Strzelanina w Poznaniu
Tragiczny finał strzelaniny na Świętym Marcinie w Poznaniu. W wyniku zajścia jedna osoba nie żyje, a druga jest poszkodowana. Do zdarzenia doszło tuż obok hotelu. - Około godz. 17.00 w okolicy hotelu na ul. Święty Marcin została użyta broń palna. Jedna ofiara to mężczyzna, niestety nie udało się go uratować. Drugi mężczyzna jest poszkodowany w wyniku tego zdarzenia, ale nie wiemy, jaki jest jego stan - mówił nam Andrzej Borowiak z wielkopolskiej policji.
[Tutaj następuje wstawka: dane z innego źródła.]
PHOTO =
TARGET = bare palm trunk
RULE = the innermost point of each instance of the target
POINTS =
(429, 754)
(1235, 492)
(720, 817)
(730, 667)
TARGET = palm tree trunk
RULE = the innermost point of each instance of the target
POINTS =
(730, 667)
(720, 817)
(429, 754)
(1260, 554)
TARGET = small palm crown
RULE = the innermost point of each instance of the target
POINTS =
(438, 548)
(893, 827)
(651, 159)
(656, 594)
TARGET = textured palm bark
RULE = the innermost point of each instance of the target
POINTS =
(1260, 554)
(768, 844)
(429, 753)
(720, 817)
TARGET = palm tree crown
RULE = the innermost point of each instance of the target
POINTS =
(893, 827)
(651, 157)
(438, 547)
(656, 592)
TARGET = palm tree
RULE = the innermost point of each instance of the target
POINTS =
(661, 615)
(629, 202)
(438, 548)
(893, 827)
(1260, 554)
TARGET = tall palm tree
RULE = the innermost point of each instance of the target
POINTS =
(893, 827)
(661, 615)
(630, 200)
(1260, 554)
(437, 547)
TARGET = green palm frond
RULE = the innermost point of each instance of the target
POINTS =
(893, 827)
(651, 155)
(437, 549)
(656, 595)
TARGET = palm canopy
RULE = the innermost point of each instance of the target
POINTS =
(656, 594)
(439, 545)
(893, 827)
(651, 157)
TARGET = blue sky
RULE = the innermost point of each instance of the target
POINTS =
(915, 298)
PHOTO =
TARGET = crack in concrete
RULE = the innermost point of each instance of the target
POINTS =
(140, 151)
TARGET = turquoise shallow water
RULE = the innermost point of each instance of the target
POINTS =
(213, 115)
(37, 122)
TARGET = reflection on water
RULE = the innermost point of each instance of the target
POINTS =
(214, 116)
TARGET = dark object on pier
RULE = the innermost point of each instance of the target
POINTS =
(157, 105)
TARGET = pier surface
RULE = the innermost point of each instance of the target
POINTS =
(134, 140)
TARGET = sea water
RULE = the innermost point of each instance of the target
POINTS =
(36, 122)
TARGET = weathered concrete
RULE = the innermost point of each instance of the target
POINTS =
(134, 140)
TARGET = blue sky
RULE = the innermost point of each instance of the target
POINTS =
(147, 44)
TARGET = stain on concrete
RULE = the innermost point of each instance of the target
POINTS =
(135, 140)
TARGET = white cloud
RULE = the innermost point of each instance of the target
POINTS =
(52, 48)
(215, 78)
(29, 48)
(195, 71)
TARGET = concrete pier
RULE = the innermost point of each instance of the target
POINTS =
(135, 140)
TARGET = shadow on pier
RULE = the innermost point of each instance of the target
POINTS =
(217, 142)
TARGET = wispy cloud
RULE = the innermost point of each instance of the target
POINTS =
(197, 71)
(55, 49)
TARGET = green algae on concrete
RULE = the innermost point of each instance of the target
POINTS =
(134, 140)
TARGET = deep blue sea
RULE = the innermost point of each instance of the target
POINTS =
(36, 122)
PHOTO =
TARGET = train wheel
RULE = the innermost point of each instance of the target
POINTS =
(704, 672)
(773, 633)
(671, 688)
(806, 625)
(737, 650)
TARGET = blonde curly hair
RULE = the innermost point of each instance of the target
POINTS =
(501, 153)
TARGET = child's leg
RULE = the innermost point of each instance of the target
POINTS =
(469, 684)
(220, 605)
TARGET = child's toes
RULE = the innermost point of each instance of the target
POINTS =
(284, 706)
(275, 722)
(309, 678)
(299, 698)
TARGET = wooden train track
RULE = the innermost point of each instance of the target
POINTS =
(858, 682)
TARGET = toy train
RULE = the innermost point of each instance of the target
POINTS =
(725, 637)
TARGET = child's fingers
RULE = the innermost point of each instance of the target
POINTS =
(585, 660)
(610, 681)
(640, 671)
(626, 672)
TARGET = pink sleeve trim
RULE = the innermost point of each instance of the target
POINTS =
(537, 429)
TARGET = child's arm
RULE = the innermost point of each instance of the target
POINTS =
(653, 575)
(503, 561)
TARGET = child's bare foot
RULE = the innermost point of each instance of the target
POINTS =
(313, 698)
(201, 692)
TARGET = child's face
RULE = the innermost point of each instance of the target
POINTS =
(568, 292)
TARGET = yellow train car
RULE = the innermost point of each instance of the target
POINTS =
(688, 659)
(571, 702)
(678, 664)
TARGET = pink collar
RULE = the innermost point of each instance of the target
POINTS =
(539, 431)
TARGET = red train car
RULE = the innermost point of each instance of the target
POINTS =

Mundurowi zabezpieczyli broń, mają także nagrania z monitoringu i świadków zdarzenia. Wstępnie ustalono, że strzały oddał jeden z dwóch wspomnianych wcześniej mężczyzn.
Nie żyją dwie osoby
Około godziny 20.00 przekazano informację, że w wyniku strzelaniny w Poznaniu zmarła druga osoba. Ofiary zdarzenia to poznaniacy w wieku 30 i 31 lat. Na miejscu pracuje prokurator, policyjni technicy. Trwa zabezpieczanie śladów.
Relacje świadków
Polska Agencja Prasowa informuje, że według świadków zdarzenia, mężczyzna podszedł do stolika, przy którym siedziała para, strzelił do siedzącego przy stoliku mężczyzny, zaś potem do siebie! Rzecznik prasowy wielkopolskiej policji Andrzej Borowiak nie chciał w rozmowie z PAP jednak potwierdzić tego przebiegu zdarzeń. Wiadomo, że obie ofiary śmiertelne to mieszkańcy tego miasta, w wieku 30 i 31 lat. Trwa ustalanie, czy mężczyzna, który strzelał był posiadaczem broni i czy miał ją legalnie.
Borowiak zapowiedział, że więcej informacji o okolicznościach i przebiegu zdarzenia, do którego doszło przy ul. Święty Marcin był może będzie można podać w poniedziałek.